Magda is initially offended, but then intrigued and begins to toy with Tomek, seeing the inherent humour in his infatuation. She leads him on, spurring his jealousy with a playful enactment of sex with her beau – as Tomek looks on from his darkened vantage point – that’s meant to emphasise how limited the boy’s definition of ‘love’ really is.
Magda openly confesses that she’s “not a good person.” Neither does she even believe in the concept of love. Is there a chance the two share surprising similarities that aren’t immediately obvious? A devastating miscalculation occurs when Magda devises a final lesson to show Tomek the true connotations of the word ‘love’. This leads to a humiliation that has the boy scampering for aloneness and a potentially tragic solution.
As ever, Kieslowski extracts magnificent performances from his lead actors. Lubaszenko will have you squirming with his perfectly judged portrayal of youthful awkwardness and insecurity. But it’s Szapolowska as the extraordinary Magda who embodies the film’s intricacies, successfully evoking her character’s painfully conflicted emotions, leading finally to stark and illuminating insights into her hollow, carefree existence.
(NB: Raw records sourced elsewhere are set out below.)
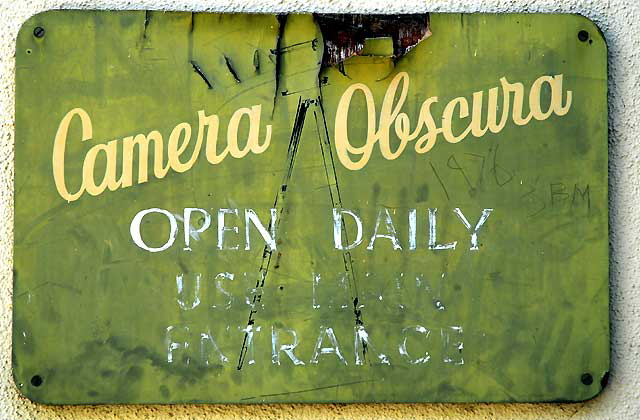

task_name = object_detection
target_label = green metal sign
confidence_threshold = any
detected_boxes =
[13,11,609,404]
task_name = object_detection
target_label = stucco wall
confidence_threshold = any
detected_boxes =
[0,0,640,420]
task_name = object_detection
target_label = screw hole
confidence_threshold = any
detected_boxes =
[31,375,44,387]
[578,30,589,42]
[33,26,44,38]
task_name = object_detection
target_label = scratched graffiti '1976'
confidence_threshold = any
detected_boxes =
[52,72,572,202]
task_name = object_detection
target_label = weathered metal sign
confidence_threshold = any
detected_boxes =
[13,11,609,404]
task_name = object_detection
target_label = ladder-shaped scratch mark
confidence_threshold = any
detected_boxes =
[237,97,312,370]
[313,97,367,359]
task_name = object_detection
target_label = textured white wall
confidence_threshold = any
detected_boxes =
[0,0,640,420]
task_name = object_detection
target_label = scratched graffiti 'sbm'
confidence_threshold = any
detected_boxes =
[12,10,609,404]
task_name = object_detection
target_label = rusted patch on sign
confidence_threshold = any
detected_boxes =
[315,13,431,66]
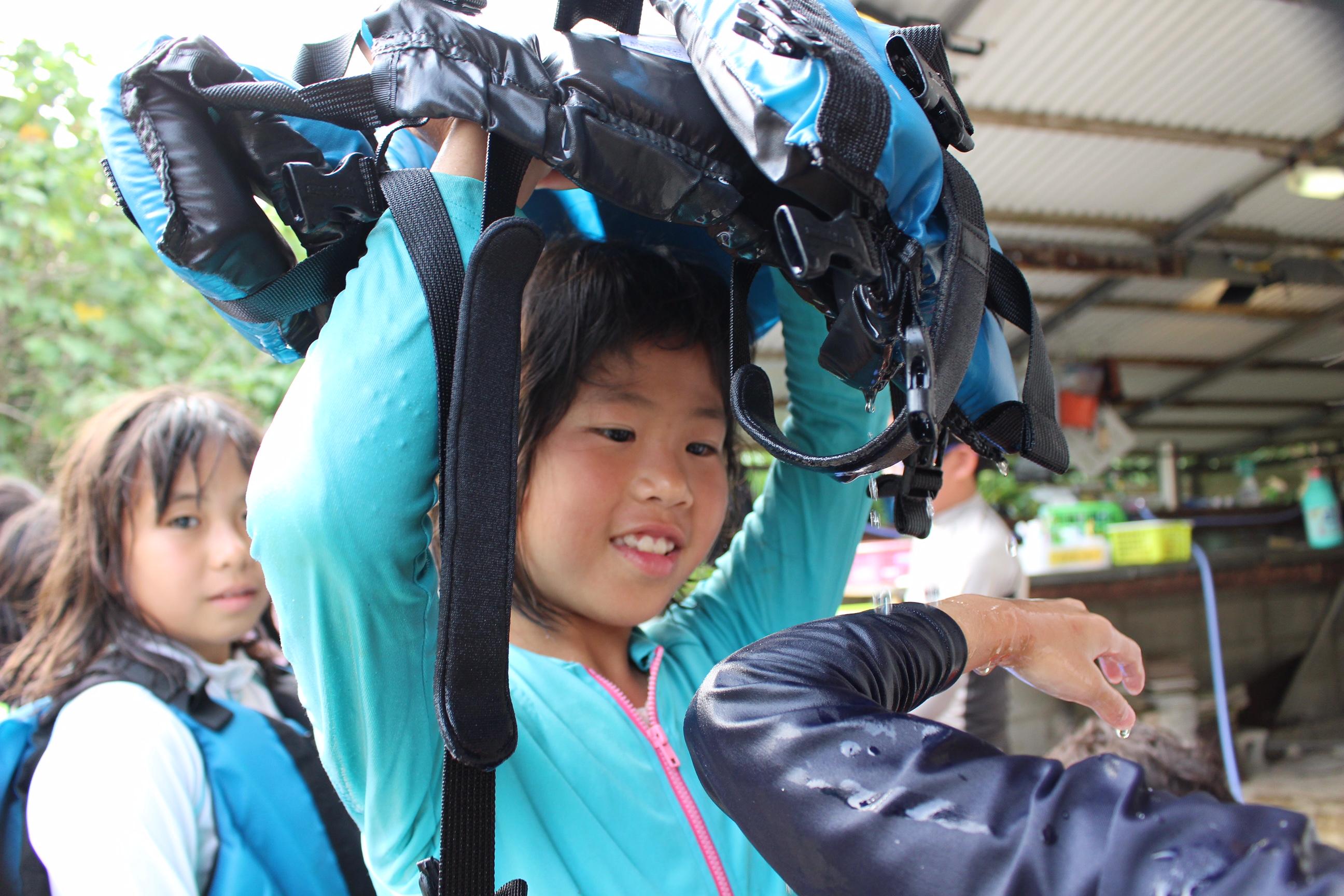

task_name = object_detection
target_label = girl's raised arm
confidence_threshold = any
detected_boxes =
[649,271,886,661]
[247,173,483,892]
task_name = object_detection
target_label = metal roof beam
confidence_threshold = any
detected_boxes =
[1125,302,1344,426]
[967,106,1341,161]
[985,208,1344,253]
[1000,238,1344,286]
[1054,355,1344,373]
[1036,298,1313,321]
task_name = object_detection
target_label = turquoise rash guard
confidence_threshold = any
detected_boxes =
[247,175,880,896]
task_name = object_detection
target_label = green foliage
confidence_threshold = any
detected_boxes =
[0,40,296,481]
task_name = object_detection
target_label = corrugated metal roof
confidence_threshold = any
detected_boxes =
[1223,173,1344,241]
[1049,307,1285,359]
[879,0,1344,137]
[961,127,1273,220]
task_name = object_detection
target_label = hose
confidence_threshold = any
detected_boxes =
[1189,544,1246,803]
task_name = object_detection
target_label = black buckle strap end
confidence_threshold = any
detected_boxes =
[284,153,387,236]
[887,31,976,152]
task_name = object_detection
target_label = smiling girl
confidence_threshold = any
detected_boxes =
[249,122,1145,896]
[0,387,368,896]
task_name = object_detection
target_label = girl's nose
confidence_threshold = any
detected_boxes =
[634,449,691,505]
[209,521,251,568]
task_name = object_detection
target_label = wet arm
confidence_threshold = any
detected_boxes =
[247,175,483,893]
[654,281,885,658]
[685,605,1344,896]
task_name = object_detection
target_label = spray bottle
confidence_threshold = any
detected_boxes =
[1303,468,1344,548]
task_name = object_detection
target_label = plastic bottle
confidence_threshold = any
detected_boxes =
[1303,468,1344,548]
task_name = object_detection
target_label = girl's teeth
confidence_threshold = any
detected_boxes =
[618,535,676,555]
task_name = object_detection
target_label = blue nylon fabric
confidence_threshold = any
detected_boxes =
[695,0,942,246]
[172,700,349,896]
[97,50,300,364]
[0,700,42,892]
[0,700,349,896]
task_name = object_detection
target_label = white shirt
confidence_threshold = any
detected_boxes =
[28,642,279,896]
[906,493,1027,728]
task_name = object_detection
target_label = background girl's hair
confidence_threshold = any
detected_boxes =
[0,386,261,703]
[0,497,59,653]
[513,238,746,626]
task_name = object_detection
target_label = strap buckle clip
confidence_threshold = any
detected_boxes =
[774,205,881,284]
[284,153,387,242]
[887,31,976,152]
[733,0,831,59]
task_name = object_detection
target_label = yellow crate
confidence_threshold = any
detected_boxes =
[1106,520,1191,567]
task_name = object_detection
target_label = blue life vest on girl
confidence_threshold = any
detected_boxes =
[0,658,374,896]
It’s only as A Short Film About Love draws to a conclusion, that you realise the profound implications of Kieslowski’s mastery – again with the plaintive but stirring simplicity of composer Zbigniew Preisner’s main theme gently reverberating in every frame. I’m not sure I have the words to do the complexity of these moments justice, to describe the powerful juxtaposition of emotions that Kieslowski stirs within both Magda and his audience. But don’t say you weren’t warned: one of the most heartbreaking final scenes I can remember in any film awaits.